The Dunning-Kruger effect, by which Americans and other Westernized peoples tend to overestimate their own abilities, explains much of the exaggeration that takes place on dating sites. It’s simply not statistically possible that 72% of the women and 68% of the men there are “above average” in looks, any more than it’s possible that most people are above-average drivers, though surveys show most drivers believe that about themselves. (“Americans Are Dangerously Overconfident in Their Driving Skills—but They’re About to Get a Harsh Reality Check.” Business Insider, businessinsider.com/americans-are-overconfident-in-their-driving-skills-2018-1, 25 Jan. 2018.)
As for exaggerating at work, the authors point out that real estate agents put puff words into their ads—“fantastic,” “charming”—because every other agent does so. At that point, such words become the standard, and a lack of them will make the offering seem subpar. (Likewise, apartment sales managers always advertise their swimming pools as “sparkling.”) Most gasoline prices in the US end in 0.9 cents; this makes the price a penny more than it appears to be at a glance, but every gas station does this, which creates a new minimum standard. Puff words and fractions of pennies cease to be out-and-out lies and transform into the regular way to communicate. If sign posters don’t use these little fibs, they’ll be misunderstood.

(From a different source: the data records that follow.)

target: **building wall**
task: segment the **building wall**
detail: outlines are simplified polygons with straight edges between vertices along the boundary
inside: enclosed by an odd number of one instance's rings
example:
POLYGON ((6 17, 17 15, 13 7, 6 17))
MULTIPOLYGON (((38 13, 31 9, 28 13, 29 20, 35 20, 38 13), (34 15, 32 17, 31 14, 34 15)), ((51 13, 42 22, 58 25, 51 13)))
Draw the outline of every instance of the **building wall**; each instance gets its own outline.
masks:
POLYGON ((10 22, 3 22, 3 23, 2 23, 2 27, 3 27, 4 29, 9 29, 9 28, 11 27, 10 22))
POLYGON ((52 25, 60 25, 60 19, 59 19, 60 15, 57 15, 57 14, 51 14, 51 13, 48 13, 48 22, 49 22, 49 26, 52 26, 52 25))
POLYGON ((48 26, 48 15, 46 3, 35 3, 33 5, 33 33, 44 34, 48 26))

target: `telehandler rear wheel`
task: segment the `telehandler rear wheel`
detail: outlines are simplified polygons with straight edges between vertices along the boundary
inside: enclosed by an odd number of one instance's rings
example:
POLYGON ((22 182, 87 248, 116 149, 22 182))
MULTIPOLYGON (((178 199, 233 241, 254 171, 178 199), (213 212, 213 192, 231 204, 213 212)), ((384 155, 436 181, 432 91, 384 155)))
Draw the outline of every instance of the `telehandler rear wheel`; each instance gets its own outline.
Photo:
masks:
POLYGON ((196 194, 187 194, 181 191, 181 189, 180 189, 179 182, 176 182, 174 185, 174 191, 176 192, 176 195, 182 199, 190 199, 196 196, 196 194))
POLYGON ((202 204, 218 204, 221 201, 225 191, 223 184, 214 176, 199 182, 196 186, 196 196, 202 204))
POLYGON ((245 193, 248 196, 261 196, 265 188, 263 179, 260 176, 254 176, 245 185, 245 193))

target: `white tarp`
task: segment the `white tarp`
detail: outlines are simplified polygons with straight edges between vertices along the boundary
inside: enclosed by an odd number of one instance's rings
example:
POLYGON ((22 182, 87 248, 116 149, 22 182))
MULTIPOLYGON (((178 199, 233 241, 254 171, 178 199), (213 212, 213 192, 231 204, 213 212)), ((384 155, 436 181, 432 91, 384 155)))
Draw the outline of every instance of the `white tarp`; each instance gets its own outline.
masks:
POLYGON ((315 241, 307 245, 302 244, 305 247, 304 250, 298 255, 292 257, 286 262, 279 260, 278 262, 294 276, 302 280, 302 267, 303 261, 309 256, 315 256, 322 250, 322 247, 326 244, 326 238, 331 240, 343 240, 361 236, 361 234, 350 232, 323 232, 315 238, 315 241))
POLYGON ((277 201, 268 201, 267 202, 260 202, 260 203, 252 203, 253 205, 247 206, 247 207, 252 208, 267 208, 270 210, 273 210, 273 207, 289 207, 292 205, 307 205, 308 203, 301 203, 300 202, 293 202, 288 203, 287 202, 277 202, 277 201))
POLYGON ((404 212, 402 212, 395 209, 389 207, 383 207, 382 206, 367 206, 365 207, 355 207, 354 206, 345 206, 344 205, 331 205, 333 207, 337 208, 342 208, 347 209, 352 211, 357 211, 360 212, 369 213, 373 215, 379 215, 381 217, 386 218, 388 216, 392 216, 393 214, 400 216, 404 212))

The authors assert that taking advantage of customers isn’t limited to real estate agents or auto mechanics or politicians but extends to funeral directors, mutual fund managers, and even doctors. This is not to say no one can be trusted. What the authors mean is that everyone, now and then, is tempted to misrepresent a situation if it gets them a large payout. Anyone, even doctors, can run into financial difficulties; if, for example, a patient presents symptoms that can be fixed with a more expensive procedure than the patient really needs, usually their insurance will pay for it, and the patient won’t really be hurt. Or so a doctor might decide as a conscience salve.
The power of Freakonomics, then, isn’t to teach readers to become hard-nosed, alienated cynics—though a touch of cynicism can protect against naive mistakes—but to show how incentives pull people away from what they should do and toward what they want to do. Knowing that self-interest operates at all times gives readers the wisdom to avoid overly optimistic deals they’ll regret later.